We have to find the standard deviation which is denoted as \[\,\sigma \] so, to find the standard deviation
We need to find the variance which is denoted as \[{{V}_{ar}}(x)\] ,
Formula for variance that is \[{{V}_{ar}}(x)\] ,
 \[{{V}_{ar}}(x)=\dfrac{1}{n}\sum\limits_{i=1}^{n}{{{d}_{i}}^{2}}-{{\left( \dfrac{1}{n}\sum\limits_{i=1}^{n}{{{d}_{i}}} \right)}^{2}}---(1)\]
Where \[\,{{d}_{i}}=\,\,\] derivation \[\,\,;{{d}_{i}}=\,\,({{x}_{i}}-A)\] .
But according to question \[\,\,{{d}_{i}}=\,\,({{x}_{i}}-5)----(2)\]
By substituting the value of equation \[(2)\] in equation \[(1)\]
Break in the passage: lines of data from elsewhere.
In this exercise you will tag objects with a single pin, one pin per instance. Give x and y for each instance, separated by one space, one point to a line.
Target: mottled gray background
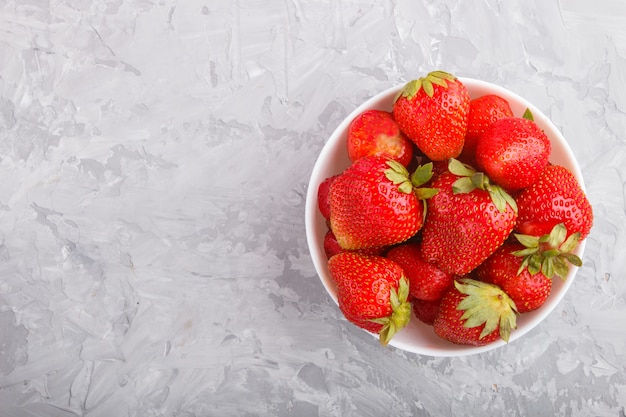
154 160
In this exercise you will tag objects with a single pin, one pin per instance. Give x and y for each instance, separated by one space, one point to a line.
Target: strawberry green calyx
399 175
472 179
549 254
486 304
528 115
401 312
435 77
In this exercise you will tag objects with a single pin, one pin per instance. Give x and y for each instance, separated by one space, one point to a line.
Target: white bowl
418 337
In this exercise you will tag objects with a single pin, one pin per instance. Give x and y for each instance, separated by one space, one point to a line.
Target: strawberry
323 198
528 291
375 132
432 111
513 152
426 280
555 198
425 311
483 111
331 247
475 313
372 293
524 269
375 203
467 220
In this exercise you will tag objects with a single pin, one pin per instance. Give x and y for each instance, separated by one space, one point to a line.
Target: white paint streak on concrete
154 159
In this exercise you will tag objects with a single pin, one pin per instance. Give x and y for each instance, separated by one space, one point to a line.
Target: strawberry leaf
573 259
525 252
486 304
411 89
570 243
401 312
422 174
425 193
460 169
528 115
397 174
557 235
463 185
560 267
547 267
427 85
535 264
527 240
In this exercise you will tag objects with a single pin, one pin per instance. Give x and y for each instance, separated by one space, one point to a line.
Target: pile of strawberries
450 213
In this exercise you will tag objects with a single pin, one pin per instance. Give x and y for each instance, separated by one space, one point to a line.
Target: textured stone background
154 159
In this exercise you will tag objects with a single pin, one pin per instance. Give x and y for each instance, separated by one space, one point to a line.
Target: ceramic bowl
418 337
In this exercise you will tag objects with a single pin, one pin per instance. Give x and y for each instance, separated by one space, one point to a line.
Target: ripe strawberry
528 291
432 111
467 220
555 198
426 311
331 247
525 269
374 203
376 133
323 199
513 152
483 111
475 313
372 293
426 280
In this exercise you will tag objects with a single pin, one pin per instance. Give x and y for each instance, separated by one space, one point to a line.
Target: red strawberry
467 220
432 111
374 203
524 269
372 293
331 247
555 198
528 291
475 313
323 199
426 280
513 152
375 132
483 112
426 311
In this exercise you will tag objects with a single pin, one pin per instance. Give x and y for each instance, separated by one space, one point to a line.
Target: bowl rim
313 217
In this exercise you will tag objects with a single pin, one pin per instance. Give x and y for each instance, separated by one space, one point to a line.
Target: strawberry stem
400 312
549 253
488 305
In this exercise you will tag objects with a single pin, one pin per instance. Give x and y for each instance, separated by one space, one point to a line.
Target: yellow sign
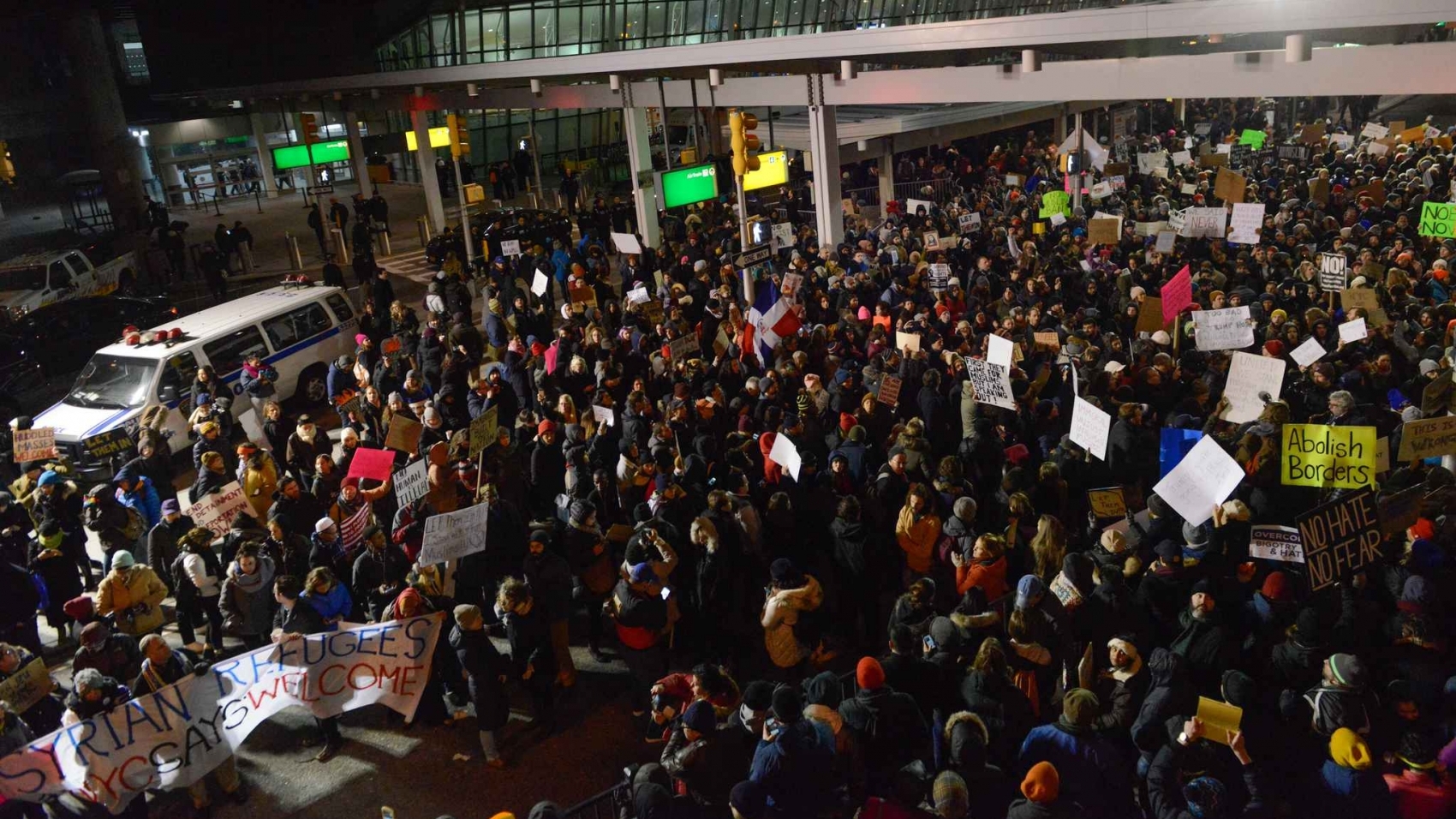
439 137
773 170
1316 455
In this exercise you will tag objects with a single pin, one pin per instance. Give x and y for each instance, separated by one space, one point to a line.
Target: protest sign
175 736
1227 185
1276 542
1250 380
368 463
992 384
1353 331
218 511
403 434
455 535
1089 427
1220 720
1247 222
33 445
1149 315
1316 455
1427 438
1203 478
1437 219
1333 272
484 430
1174 443
412 482
998 350
116 440
786 455
1107 503
626 243
888 391
1340 538
1308 353
1229 328
27 687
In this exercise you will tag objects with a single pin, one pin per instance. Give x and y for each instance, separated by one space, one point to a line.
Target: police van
297 330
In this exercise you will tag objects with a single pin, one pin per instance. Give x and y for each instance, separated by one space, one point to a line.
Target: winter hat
950 794
1349 750
699 716
1276 586
869 675
1347 669
1041 785
788 706
1204 796
1079 707
1029 590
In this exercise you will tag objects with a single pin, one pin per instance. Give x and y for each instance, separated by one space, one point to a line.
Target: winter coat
484 667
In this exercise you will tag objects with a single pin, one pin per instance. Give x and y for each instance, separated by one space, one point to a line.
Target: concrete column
887 174
426 158
93 93
640 159
351 123
264 155
827 207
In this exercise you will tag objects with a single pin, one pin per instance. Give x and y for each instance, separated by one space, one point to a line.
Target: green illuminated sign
688 185
295 156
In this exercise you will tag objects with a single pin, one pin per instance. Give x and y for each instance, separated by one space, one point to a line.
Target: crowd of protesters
836 598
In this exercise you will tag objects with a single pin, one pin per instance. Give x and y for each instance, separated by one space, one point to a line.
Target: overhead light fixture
1296 48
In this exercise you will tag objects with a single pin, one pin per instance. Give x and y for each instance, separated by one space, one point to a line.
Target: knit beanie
1041 785
869 675
1349 750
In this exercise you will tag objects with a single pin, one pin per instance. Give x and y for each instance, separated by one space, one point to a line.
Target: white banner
1229 328
175 736
1248 376
455 535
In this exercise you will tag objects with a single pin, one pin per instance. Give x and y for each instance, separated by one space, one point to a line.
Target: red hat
869 675
1276 586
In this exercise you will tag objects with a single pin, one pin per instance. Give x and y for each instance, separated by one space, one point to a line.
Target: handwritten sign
1340 538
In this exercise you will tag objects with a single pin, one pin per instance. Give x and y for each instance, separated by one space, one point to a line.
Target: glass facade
563 28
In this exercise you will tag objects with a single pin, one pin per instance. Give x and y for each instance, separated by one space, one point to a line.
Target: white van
299 330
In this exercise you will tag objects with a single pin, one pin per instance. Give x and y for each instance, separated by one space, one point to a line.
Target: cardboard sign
412 482
484 430
1316 455
218 511
888 391
1427 438
376 463
455 535
1107 503
403 434
105 445
1340 538
1203 478
33 445
1276 542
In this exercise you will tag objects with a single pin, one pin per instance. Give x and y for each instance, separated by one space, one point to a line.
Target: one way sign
753 255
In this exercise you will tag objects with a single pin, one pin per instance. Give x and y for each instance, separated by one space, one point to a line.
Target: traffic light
309 126
459 135
743 141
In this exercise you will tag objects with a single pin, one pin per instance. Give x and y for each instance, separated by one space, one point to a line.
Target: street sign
753 255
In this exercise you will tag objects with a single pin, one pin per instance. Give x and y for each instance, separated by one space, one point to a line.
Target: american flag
353 529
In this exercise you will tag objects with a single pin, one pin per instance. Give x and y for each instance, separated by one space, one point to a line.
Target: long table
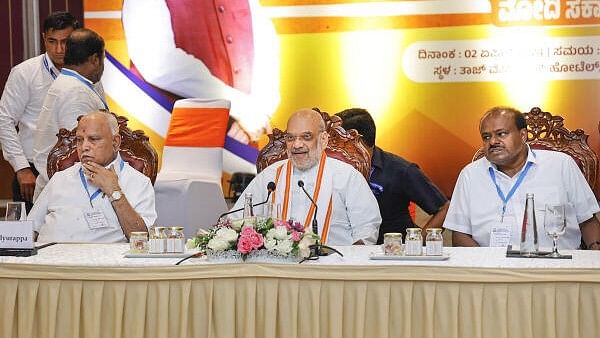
91 290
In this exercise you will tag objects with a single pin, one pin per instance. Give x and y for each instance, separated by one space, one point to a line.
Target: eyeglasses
306 137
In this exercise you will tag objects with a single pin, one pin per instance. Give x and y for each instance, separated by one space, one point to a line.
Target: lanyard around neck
97 192
512 190
47 66
86 82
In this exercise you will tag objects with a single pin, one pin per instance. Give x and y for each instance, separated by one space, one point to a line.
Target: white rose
270 243
284 246
270 234
226 234
281 233
218 244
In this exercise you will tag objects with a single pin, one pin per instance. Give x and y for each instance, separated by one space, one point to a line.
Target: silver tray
161 255
380 256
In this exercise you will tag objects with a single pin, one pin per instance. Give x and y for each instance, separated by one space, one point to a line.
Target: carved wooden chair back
346 146
547 131
135 150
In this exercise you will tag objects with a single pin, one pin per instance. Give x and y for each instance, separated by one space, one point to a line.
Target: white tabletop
112 255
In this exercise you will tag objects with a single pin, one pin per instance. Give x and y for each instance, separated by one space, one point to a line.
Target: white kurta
67 99
20 106
58 214
553 178
355 213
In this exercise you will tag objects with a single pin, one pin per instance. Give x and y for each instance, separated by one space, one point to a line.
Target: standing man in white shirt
22 98
76 91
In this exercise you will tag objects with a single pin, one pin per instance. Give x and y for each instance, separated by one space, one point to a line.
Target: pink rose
296 236
257 240
245 244
247 231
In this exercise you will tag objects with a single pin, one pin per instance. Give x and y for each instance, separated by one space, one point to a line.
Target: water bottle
529 239
248 212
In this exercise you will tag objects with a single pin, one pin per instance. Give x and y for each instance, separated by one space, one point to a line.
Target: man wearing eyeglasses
395 182
347 212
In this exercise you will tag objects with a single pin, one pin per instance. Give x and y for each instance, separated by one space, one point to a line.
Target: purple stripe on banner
166 103
242 150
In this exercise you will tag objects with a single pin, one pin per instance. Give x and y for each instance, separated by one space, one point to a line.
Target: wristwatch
115 196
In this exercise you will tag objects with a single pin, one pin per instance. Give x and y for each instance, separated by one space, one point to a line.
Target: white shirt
20 106
553 178
355 213
67 99
58 214
168 67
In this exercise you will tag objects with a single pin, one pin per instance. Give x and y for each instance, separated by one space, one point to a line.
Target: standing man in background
76 91
22 99
395 182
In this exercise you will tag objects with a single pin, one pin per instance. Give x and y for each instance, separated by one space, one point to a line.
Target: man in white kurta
97 201
488 202
76 91
347 210
21 102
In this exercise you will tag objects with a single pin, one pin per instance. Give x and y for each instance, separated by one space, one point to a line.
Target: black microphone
315 225
270 189
317 249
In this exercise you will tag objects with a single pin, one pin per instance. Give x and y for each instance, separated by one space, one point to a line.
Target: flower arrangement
248 236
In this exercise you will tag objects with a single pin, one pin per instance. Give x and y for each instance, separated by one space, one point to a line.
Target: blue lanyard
512 190
97 192
47 66
85 82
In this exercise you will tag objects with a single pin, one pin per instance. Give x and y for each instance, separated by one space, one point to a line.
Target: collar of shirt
530 158
50 67
377 160
81 77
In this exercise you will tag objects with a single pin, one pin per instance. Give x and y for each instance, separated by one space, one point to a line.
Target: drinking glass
15 211
555 224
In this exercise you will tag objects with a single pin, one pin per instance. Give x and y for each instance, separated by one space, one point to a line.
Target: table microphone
270 189
317 249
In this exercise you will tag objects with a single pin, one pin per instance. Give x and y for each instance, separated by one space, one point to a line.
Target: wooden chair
135 150
346 146
547 131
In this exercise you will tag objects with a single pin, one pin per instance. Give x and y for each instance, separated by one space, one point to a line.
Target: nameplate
16 234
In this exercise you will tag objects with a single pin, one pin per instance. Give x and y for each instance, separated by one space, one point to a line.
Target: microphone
317 249
315 225
270 189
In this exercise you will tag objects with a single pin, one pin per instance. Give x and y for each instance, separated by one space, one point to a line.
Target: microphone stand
317 249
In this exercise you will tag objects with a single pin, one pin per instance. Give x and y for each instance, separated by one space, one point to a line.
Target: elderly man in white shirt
101 198
489 197
347 211
76 91
22 98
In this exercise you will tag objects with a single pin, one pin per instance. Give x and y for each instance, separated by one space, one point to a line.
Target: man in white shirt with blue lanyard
101 198
22 98
76 91
488 202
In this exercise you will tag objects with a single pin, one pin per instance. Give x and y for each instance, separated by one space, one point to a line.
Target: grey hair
113 124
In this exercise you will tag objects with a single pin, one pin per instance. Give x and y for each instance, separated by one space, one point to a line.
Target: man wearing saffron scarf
347 210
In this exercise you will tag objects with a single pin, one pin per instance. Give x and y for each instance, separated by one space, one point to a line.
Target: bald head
98 138
305 138
507 112
308 117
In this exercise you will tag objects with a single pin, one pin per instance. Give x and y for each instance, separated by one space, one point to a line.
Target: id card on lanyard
500 232
95 218
86 82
And also substitute the value of \[n=9\] in equation \[(1)\]
 \[{{V}_{ar}}(x)=\dfrac{1}{9}\sum\limits_{i=1}^{n}{{{({{x}_{i}}-5)}^{2}}}-{{\left( \dfrac{1}{9}\sum\limits_{i=1}^{n}{({{x}_{i}}-5)} \right)}^{2}}---(3)\]
By substituting the values of \[\,\sum\limits_{i=1}^{n}{(x_i-5)}=9\] and \[\,\sum\limits_{i=1}^{n}{{{(x_i-5)}^{2}}}=45\] in equation \[(3)\]
 \[{{V}_{ar}}(x)=\left( \dfrac{1}{9}\times 45 \right)-{{\left( \dfrac{1}{9}\times 9 \right)}^{2}}\]
By further simplifying we get:
 \[{{V}_{ar}}(x)=\left( \dfrac{45}{9} \right)-{{\left( \dfrac{9}{9} \right)}^{2}}\]
 \[{{V}_{ar}}(x)=\left( 5 \right)-{{\left( 1 \right)}^{2}}\]
By solving this, we get:
 \[{{V}_{ar}}(x)=5-1\]
 \[{{V}_{ar}}(x)=4----(4)\]
To get the value of standard deviation we have to use the formula which shows the relation between standard deviation that is \[\sigma \] and variance that is \[{{V}_{ar}}(x)\] .
 \[\sigma =\sqrt{{{V}_{ar}}(x)}----(5)\]
Substitute the value of equation \[(4)\] and equation \[(5)\] .
 \[\sigma =\sqrt{4}\]
 \[\sigma =2\]

So, the correct answer is “Option D”.

Note: In this type of question they have written indirectly that standard deviation of the 9 times \[\,{{x}_{1}},{{x}_{2}},\,......{{x}_{9}}\] . That is \[\,n=9\] . Remember that to find the standard deviation \[\,\sigma \] we need to find the variance \[{{V}_{ar}}(x)\] . By using formulas and proper steps to solve the similar type of problem.